As tirinhas da Niara são publicadas nas sextas-feiras

📺 Gente, até no Big Brother Brasil o país entrou no modo transparência: tributar os super-ricos virou pauta — e não dá mais para tratar como tabu.

🏠 Dentro da casa, a vencedora Ana Paula levou ao centro do jogo a taxação das grandes fortunas. Aqui fora, os números escancaram o tamanho do desafio: o Congresso Nacional funciona como um verdadeiro “clube de milionários”.

📊 Cerca de 18% dos deputados têm patrimônios acima de R$ 50 milhões, e 93% estão entre os 10% mais ricos do Brasil. Apenas 7% representam os 90% da população de menor renda.

🏛️ E são esses parlamentares que votam as regras do sistema tributário. Quem concentra riqueza decide se — e quanto — ela será tributada. Não é um detalhe técnico: é um conflito estrutural que ajuda a explicar por que o Brasil ainda cobra mais de quem tem menos e alivia quem tem muito.

📹 Se no reality cada movimento é vigiado, é hora de colocar a “Casa” legislativa sob as câmeras do interesse público. Porque justiça fiscal não é abstração — é decisão política concreta.

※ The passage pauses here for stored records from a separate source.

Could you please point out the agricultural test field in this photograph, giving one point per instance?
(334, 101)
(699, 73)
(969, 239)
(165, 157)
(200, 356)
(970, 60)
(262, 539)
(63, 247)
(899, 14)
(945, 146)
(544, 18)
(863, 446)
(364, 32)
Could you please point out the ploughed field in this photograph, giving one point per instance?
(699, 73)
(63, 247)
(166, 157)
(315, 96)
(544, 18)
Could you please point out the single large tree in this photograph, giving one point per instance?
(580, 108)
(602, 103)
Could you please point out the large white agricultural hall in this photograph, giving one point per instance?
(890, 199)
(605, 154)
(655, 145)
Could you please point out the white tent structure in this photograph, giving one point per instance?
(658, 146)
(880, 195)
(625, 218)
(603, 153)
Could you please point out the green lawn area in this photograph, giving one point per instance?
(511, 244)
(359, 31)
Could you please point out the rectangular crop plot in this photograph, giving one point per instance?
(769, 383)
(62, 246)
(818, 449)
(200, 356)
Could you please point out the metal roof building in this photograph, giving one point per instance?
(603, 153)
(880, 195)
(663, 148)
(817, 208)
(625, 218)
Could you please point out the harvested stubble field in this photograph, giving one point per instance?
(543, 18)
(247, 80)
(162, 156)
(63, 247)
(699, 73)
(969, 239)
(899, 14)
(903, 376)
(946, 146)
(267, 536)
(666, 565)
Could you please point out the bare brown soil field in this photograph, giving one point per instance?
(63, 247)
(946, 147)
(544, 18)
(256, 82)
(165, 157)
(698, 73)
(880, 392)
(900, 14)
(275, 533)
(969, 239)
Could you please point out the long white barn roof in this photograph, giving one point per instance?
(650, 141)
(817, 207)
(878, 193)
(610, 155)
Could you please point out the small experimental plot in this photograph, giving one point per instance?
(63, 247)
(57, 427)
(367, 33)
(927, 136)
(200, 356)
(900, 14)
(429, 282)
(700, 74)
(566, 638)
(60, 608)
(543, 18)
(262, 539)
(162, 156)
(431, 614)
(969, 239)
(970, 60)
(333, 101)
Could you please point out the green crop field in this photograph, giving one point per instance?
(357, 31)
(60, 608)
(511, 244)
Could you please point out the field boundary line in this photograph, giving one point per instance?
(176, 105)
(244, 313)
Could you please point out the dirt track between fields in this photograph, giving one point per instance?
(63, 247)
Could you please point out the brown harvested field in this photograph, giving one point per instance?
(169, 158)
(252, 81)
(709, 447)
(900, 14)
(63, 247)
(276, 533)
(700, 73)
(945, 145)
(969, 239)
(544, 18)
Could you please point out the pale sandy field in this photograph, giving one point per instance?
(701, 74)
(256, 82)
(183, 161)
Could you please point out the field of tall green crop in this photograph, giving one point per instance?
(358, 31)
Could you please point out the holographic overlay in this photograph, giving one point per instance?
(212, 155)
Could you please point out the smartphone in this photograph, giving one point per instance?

🗳️ Em 2026, o país vive sua final. Como no Big Brother Brasil, todo mundo acompanha, opina e vota. Mas aqui o resultado não é entretenimento: é o futuro do país.

📝 O roteiro está dado. Tributar os super-ricos não é punição — é condição para reduzir desigualdades e financiar o bem comum.

🚨 E, nesse jogo decisivo, a escolha é clara: quem deve ir para o paredão são os privilégios injustos.